Rose Cuttings Part Two

 

You haven’t peaked, lifting the plastic covers off the cuttings, but you see fresh green growing beneath the grime of some. Others, you fear are so dark, they haven’t made the ‘cut’ and rooted. It’s time to lift the plastic soda bottle covers when new leaves are visible against the sides of them and see who made it and who didn’t.

First you need to mix up some rose soil for your new plants. Roses love compost made from kitchen scraps, leaves, grass and chipped bark, twigs and branches of woody shrubs and manure. Add some sandy loam soil and they will grow and bloom their heads of for you. If you elect to use pre-packaged potting soil made from peat moss, cut it with at least one third as much perlite and add half as much compost purchased from a garden center. Peat moss has a bad habit of staying much too wet during rainy seasons of the year for rose roots and will rob moisture from roots during the hot and dry seasons.

Have plenty of one or two gallon pots that are either new or washed and scrubbed ready, half filled with the rose soil

Remove the plastic soda covers and set them aside to be washed with soap and scrubbed clean. Air dry them and stack them to be used again the fall.

Gently lay the pots on their sides. Using a narrow, flat blade spatula or paint scraper, slowly working down the inside of the pot, ease the rooted cuttings out trying to disturb the fragile roots as little as possible.

Try to keep as much of the rooting medium around the roots as possible so that they don’t dry out. Working quickly and carefully, plant each rooted cutting in a pot and fill in with enough soil so that the cutting stands straight up. You may have to plant them a little deeper than they were in the rooting pot.

If there are five cuttings in each rooting pot and four have callused over and rooted, but the fifth hasn’t, it might not ever. Count your blessings and go on with the cuttings that have rooted.

Once the rooted cuttings are all potted up, water them well using one teaspoon of Vitamin B1 to one gallon of water. I use Hi-Yield Vitamin B1 with Alpha-Naphthalene Acetic Acid which is a vitamin-hormone formulation designed to stop transplant shock and promote plant growth. It stimulates root development of bedding plants, potted, plants, bare root roses, rooted cuttings, shrubs and trees. Thoroughly saturate the soil around the plants. Re-apply weekly until the plants are well established and then apply on a monthly basis.

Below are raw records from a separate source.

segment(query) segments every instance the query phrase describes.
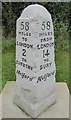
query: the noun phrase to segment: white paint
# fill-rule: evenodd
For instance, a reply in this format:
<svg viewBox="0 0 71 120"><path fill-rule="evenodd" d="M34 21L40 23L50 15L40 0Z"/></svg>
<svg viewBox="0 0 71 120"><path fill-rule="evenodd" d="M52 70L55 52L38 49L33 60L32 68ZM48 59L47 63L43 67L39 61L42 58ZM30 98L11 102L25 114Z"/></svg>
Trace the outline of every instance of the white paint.
<svg viewBox="0 0 71 120"><path fill-rule="evenodd" d="M17 20L16 35L14 102L35 118L56 101L54 32L50 13L37 4L28 6Z"/></svg>

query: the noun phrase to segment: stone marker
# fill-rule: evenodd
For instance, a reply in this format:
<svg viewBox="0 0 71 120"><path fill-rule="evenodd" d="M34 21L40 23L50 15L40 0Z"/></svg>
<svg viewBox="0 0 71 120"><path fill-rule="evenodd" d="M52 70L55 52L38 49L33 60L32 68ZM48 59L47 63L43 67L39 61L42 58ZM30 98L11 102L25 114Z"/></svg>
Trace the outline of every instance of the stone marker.
<svg viewBox="0 0 71 120"><path fill-rule="evenodd" d="M41 5L25 8L17 20L14 103L31 117L56 101L54 32L50 13Z"/></svg>

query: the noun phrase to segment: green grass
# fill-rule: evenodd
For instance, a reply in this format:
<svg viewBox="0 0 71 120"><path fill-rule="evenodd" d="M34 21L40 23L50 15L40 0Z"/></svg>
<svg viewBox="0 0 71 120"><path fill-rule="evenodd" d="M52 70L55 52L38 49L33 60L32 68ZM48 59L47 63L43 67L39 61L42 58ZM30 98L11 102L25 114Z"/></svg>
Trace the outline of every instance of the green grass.
<svg viewBox="0 0 71 120"><path fill-rule="evenodd" d="M3 41L2 54L2 88L7 81L14 81L15 76L15 39ZM56 81L66 82L69 87L69 53L57 49L55 52ZM71 91L71 90L70 90Z"/></svg>
<svg viewBox="0 0 71 120"><path fill-rule="evenodd" d="M0 92L2 90L2 40L0 37Z"/></svg>
<svg viewBox="0 0 71 120"><path fill-rule="evenodd" d="M69 53L58 50L56 52L56 81L66 82L69 87Z"/></svg>

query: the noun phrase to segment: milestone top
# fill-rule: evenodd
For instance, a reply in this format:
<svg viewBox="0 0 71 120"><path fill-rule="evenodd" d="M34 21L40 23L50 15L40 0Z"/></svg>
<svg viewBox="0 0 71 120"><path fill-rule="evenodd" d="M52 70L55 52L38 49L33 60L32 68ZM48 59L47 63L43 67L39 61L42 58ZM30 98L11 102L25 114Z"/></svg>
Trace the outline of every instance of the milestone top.
<svg viewBox="0 0 71 120"><path fill-rule="evenodd" d="M47 16L48 15L48 16ZM51 18L50 13L46 8L44 8L41 5L33 4L24 9L24 11L21 14L21 18Z"/></svg>

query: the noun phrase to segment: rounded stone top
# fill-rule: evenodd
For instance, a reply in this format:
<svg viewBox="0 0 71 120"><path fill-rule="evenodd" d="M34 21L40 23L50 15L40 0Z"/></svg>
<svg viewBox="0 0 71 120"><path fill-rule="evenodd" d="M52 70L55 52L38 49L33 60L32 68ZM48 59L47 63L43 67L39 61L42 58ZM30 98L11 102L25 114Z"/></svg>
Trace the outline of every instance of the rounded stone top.
<svg viewBox="0 0 71 120"><path fill-rule="evenodd" d="M47 9L41 5L38 4L32 4L26 7L21 16L21 18L51 18L50 13L47 11Z"/></svg>

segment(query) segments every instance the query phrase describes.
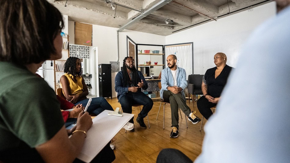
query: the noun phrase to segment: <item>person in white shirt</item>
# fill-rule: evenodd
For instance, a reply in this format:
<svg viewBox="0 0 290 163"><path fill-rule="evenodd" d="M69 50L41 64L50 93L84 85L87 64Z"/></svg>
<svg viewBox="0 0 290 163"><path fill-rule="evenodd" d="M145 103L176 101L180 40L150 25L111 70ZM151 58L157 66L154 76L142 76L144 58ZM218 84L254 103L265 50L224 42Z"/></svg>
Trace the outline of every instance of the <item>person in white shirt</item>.
<svg viewBox="0 0 290 163"><path fill-rule="evenodd" d="M205 126L195 162L289 162L290 0L276 1L278 10L288 6L246 44L216 113ZM171 149L166 156L161 151L157 162L173 162L171 153L178 153ZM178 156L174 159L183 162L184 154Z"/></svg>

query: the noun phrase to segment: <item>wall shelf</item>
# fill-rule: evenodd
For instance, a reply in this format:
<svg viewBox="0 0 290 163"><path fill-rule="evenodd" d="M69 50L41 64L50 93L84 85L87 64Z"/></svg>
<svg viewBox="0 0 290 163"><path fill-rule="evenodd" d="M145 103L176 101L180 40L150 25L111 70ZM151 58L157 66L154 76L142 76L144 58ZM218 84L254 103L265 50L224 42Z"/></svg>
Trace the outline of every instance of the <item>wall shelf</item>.
<svg viewBox="0 0 290 163"><path fill-rule="evenodd" d="M164 64L139 64L138 65L138 66L164 66Z"/></svg>
<svg viewBox="0 0 290 163"><path fill-rule="evenodd" d="M158 54L156 53L138 53L138 54L139 55L164 55L164 54Z"/></svg>

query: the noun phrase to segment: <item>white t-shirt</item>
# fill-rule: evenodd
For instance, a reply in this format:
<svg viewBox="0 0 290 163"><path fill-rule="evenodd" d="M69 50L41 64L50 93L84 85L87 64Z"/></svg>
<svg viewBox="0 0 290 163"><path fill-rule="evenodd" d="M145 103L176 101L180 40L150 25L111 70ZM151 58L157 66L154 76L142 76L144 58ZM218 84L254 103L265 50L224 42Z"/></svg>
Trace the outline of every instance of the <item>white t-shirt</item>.
<svg viewBox="0 0 290 163"><path fill-rule="evenodd" d="M173 76L173 79L174 80L174 86L177 86L177 81L176 80L176 71L177 69L175 70L171 70L171 73L172 73L172 75Z"/></svg>

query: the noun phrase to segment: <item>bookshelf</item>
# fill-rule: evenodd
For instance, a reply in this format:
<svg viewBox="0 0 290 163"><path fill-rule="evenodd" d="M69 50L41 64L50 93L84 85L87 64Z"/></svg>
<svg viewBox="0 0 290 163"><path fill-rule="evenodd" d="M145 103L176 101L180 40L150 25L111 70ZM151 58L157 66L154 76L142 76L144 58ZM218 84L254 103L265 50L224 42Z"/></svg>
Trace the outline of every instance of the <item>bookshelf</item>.
<svg viewBox="0 0 290 163"><path fill-rule="evenodd" d="M62 52L62 56L61 58L59 60L54 60L54 83L55 90L56 93L58 88L61 88L60 85L60 77L64 74L63 72L63 68L64 67L64 63L67 60L70 56L69 45L69 36L68 35L67 37L63 37L63 49Z"/></svg>

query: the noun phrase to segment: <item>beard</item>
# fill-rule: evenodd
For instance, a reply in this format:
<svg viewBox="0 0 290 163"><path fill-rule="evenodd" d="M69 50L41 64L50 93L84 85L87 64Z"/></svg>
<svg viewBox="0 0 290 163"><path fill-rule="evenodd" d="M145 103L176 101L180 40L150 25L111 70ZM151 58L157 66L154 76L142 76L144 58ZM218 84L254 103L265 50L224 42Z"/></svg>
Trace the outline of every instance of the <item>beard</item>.
<svg viewBox="0 0 290 163"><path fill-rule="evenodd" d="M174 62L173 62L173 64L170 65L171 65L171 66L170 66L169 65L168 65L168 64L167 64L167 66L168 66L168 67L169 68L172 68L174 67L174 66L175 66L175 63L174 63Z"/></svg>
<svg viewBox="0 0 290 163"><path fill-rule="evenodd" d="M126 67L130 70L136 70L136 67L135 67L135 66L134 66L134 65L133 65L133 67L132 67L132 68L131 68L130 67L130 66L128 66L126 64Z"/></svg>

Since this is a root stimulator and not a fertilizer, nitrogen must be supplied for plant growth. It is not necessary at this time to worry about blooms, in fact it is better that the small cuttings do not bloom now. An easy way to add a dose of mild nitrogen is with manure tea.

In a five gallon bucket put five handfuls of composted manure, five or six handfuls of alfalfa meal or pellets. (Later, when they have grown to at least double the size of the pot, add ½ cup Epsom salts.) Fill with water and let stand for four or five days. For rooted cuttings attach a siphon line to the hose and water the plants as often as the soil begins to dry out. The siphon line mixes the mild fertilizer mixture with water at a 16 to 1 ratio, making it just right for the new plants. Later, when they become much larger or are planted in the ground, a coffee can could be used as a ‘scoop’ to apply the fertilizer directly to each bush, one scoop to a bush.

The small rooted cuttings are still tender and must be kept in dappled shade until they are at least the size of the pot. Then they can be moved out into the full sun gradually until they have ‘hardened off’. The small plants are not able to fend for themselves with their undeveloped root systems. In order to withstand the extreme heat and cold of the seasons nationwide, the root system and leaf canopy must be developed enough to provide protection against the elements.

Don’t worry if after all the care taken, some plants are lost. This is just another hurdle in cloning roses. First the cuttings have to root and second, the rooted cuttings have to take the transplant shock with an immature root system. Just remember that with everything, but especially horticulture, KISS or keep it simple, simple. Lightly apply fertilizer. Apply water when needed. Let air circulate freely. Slowly move out into the direct sun, especially in the South, Southwest and West. Your success rate will improve tenfold.